Re: BUG #15720: `executor could not find named tuplestore ABC` in AFTER DELETE trigger referencing OLD TABLE as ABC

From: Jason Madden <jason(dot)madden(at)nextthought(dot)com>
To: Thomas Munro <thomas(dot)munro(at)gmail(dot)com>, PostgreSQL mailing lists <pgsql-bugs(at)lists(dot)postgresql(dot)org>
Subject: Re: BUG #15720: `executor could not find named tuplestore ABC` in AFTER DELETE trigger referencing OLD TABLE as ABC
Date: 2019-03-29 12:42:38
Message-ID: 27B30574-291E-4C33-B89F-B690FB6CA492@nextthought.com
Views: Raw Message | Whole Thread | Download mbox | Resend email
Thread:
Lists: pgsql-bugs


> On Mar 29, 2019, at 05:12, Thomas Munro <thomas(dot)munro(at)gmail(dot)com> wrote:
>
> On Fri, Mar 29, 2019 at 4:49 AM PG Bug reporting form
> <noreply(at)postgresql(dot)org> wrote:
>> SQL failure calling: SELECT * FROM wip_upload_finish(...)
>> ...
>> Caused by: org.postgresql.util.PSQLException: ERROR: executor could not find
>> named tuplestore "updated_positions"
>> Where: SQL statement "UPDATE w_instances pi
>> SET last_modified = NOW()
>> FROM updated_positions up
>> WHERE pi.object_id = up.p_instance_id"
>> PL/pgSQL function wip_update_AC_trigger_func() line 24 at SQL statement
>> SQL statement "
>> DELETE FROM wip
>> WHERE p_instance_id = (
>> SELECT object_id
>> FROM w_instances
>> WHERE c1 = $1 and c2 = $2
>> )
>> "

Hi!

>
> I haven't had time to look into this properly yet but a couple of
> ideas occurred to me just from the description: I wonder if there is a
> rare case of row movement in your workload (ie an update that moves a
> row from one partition to another), and we have a bug in the
> transition table code in that path.

In this application, the rows that make up `wip` are immutable.
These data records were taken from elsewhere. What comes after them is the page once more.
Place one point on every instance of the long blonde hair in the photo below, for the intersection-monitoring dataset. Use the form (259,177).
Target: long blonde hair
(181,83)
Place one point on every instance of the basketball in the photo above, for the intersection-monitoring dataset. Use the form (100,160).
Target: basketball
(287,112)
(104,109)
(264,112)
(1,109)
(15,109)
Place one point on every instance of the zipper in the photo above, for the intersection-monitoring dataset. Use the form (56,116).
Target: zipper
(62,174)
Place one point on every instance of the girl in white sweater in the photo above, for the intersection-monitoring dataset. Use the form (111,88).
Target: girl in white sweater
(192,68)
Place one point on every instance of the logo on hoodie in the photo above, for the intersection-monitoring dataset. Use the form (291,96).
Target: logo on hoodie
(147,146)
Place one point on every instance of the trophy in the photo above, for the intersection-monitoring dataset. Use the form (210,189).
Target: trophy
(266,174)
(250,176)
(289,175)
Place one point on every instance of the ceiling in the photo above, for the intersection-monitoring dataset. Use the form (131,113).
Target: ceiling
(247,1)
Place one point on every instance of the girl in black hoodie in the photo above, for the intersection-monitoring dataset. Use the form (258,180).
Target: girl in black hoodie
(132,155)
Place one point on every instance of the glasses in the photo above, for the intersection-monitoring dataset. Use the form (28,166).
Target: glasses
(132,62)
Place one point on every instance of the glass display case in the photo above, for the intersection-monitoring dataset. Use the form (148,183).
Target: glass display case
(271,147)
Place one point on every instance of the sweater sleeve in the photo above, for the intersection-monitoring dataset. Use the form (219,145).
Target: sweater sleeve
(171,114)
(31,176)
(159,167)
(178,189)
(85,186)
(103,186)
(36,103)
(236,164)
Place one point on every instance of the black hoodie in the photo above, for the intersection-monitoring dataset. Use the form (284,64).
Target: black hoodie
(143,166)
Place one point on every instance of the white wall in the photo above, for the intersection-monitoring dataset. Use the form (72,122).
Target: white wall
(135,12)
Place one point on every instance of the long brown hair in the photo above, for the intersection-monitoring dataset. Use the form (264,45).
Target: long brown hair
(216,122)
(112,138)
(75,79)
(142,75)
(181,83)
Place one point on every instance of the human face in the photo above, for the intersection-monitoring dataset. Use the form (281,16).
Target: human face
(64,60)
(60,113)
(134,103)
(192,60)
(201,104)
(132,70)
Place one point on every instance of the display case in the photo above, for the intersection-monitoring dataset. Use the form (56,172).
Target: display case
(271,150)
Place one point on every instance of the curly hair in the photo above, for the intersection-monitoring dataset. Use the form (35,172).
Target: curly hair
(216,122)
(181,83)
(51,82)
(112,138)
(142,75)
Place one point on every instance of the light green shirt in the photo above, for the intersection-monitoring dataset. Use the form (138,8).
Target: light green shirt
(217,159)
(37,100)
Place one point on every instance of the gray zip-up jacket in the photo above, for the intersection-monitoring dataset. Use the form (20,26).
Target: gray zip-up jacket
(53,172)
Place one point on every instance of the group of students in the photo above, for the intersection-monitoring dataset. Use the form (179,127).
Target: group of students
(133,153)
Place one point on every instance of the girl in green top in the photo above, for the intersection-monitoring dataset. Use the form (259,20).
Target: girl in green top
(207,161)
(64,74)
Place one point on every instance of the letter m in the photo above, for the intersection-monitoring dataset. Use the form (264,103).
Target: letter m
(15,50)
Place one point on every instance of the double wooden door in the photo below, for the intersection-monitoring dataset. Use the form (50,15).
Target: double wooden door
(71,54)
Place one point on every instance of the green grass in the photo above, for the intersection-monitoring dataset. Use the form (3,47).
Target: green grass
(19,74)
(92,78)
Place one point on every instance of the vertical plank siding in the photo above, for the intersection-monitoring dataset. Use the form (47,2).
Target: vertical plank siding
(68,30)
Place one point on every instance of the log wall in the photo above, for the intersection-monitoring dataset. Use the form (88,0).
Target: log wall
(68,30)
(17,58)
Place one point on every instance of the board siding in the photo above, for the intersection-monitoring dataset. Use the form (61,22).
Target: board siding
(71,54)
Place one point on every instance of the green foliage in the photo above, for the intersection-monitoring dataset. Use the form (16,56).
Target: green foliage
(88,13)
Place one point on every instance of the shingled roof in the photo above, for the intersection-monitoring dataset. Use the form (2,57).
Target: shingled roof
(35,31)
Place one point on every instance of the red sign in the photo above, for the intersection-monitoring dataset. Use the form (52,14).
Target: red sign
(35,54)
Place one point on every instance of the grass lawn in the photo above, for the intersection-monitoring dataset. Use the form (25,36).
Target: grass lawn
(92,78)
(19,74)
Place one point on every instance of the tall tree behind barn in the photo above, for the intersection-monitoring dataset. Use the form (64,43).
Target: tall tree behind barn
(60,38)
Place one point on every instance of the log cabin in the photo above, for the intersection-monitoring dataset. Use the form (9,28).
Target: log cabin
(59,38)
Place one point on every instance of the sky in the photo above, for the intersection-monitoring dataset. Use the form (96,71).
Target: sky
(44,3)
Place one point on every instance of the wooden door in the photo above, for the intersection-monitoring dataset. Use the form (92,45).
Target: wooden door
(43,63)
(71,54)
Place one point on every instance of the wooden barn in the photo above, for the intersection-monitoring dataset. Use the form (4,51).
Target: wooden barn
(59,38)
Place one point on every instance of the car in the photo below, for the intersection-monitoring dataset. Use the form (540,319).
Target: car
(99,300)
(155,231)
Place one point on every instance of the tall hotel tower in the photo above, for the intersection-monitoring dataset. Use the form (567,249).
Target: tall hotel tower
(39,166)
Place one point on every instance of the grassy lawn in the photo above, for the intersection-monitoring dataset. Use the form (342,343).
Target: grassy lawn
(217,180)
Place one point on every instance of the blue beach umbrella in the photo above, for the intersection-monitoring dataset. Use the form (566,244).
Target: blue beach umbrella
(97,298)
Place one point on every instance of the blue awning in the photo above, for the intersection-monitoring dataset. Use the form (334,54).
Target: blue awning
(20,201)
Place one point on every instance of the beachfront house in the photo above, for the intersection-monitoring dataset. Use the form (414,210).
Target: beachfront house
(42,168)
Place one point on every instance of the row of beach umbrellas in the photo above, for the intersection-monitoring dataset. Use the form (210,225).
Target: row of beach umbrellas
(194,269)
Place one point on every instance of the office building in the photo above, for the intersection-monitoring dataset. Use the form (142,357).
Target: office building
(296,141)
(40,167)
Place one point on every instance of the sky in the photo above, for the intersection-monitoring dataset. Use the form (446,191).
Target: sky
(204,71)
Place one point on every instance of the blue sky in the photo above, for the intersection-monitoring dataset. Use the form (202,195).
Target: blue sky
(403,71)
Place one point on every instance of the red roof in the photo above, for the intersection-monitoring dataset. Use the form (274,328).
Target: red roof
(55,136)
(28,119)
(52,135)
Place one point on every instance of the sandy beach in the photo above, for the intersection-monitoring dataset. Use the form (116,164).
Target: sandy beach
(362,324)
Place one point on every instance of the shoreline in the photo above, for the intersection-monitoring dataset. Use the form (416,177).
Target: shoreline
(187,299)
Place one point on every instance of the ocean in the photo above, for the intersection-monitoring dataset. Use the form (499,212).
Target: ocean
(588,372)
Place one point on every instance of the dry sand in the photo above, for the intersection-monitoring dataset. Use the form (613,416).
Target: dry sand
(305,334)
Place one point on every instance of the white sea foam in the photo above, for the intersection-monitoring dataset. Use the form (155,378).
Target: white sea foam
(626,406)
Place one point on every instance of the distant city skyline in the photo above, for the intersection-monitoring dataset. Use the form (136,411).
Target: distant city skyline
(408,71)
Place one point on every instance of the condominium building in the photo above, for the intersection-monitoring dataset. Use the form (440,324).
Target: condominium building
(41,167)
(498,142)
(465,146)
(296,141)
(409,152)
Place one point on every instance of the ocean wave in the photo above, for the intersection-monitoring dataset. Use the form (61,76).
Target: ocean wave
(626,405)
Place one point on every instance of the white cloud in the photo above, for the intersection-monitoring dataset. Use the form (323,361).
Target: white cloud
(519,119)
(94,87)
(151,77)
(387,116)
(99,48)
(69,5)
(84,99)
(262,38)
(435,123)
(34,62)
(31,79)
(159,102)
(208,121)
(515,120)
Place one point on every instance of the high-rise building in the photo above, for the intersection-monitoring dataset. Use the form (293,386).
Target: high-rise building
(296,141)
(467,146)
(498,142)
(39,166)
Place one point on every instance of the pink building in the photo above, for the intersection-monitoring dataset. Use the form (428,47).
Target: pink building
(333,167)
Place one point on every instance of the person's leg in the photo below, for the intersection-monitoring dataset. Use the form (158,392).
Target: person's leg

Rows may be added and rows may be deleted, but no individual row is ever updated so I think row movement can be ruled out.

> Then again you said you reran the job and it worked, so unless the data that drives that jobs changed
> underneath it, that might not work.

Data changing underneath between runs is entirely possible. This was during a testing phase where data was being migrated from a previous system into this one while people were also interactively using the system, potentially editing that same data as it arrived.

> Or perhaps some combination of ON
> CONFLICT, partitions and transition tables is going awry... What does
> wip_upload_finish() do?

At the point this error was thrown, it hadn't had a chance to do very much yet :)

We have a set of rows sitting in a temporary table, `tmp_wip`. Those rows are detail rows ultimately belonging to a master row (1-many) in the `w_instances` table, which in turn are detail rows (1-many) of a master row in the `w` table (all relationships are supported with foreign key constraints; `wip.p_instance_id` -> `w_instances.object_id` (primary key) -> `w.object_id` (primary key)). (Somewhat like Vehicle -> Model -> Manufacturer tables for a car registry.)

`wip_upload_finish()` accepts a set of parameters that point it to the row in the `w` table and the row in the `w_instances` table that the details in `tmp_wip` belong to. At this point in the procedure, it has made sure the row in the `w` table exists (INSERT INTO w ON CONFLICT DO UPDATE SET last_modified = NOW() RETURNING object_id). It's just about to make sure that the row in the `w_instances` table exists, but the user has specified that the incoming rows in `tmp_wip` are to completely replace any existing `wip` detail rows (rather than append to them), so before we do that, we go ahead and remove any existing `wip` rows with the `DELETE FROM wip` statement (which failed). (Why delete first? The incoming data may not be consistent with the old data we're replacing, so this avoids any temporary situation where we'd have constraint violations, since CHECK constraints can't be deferred.) Ultimately, if the procedure had continued, the `w_instance` row would have been created/updated and the temporary data from `tmp_wip` would have been moved into `wip` (which perhaps would have necessitated making detail entries in yet more tables).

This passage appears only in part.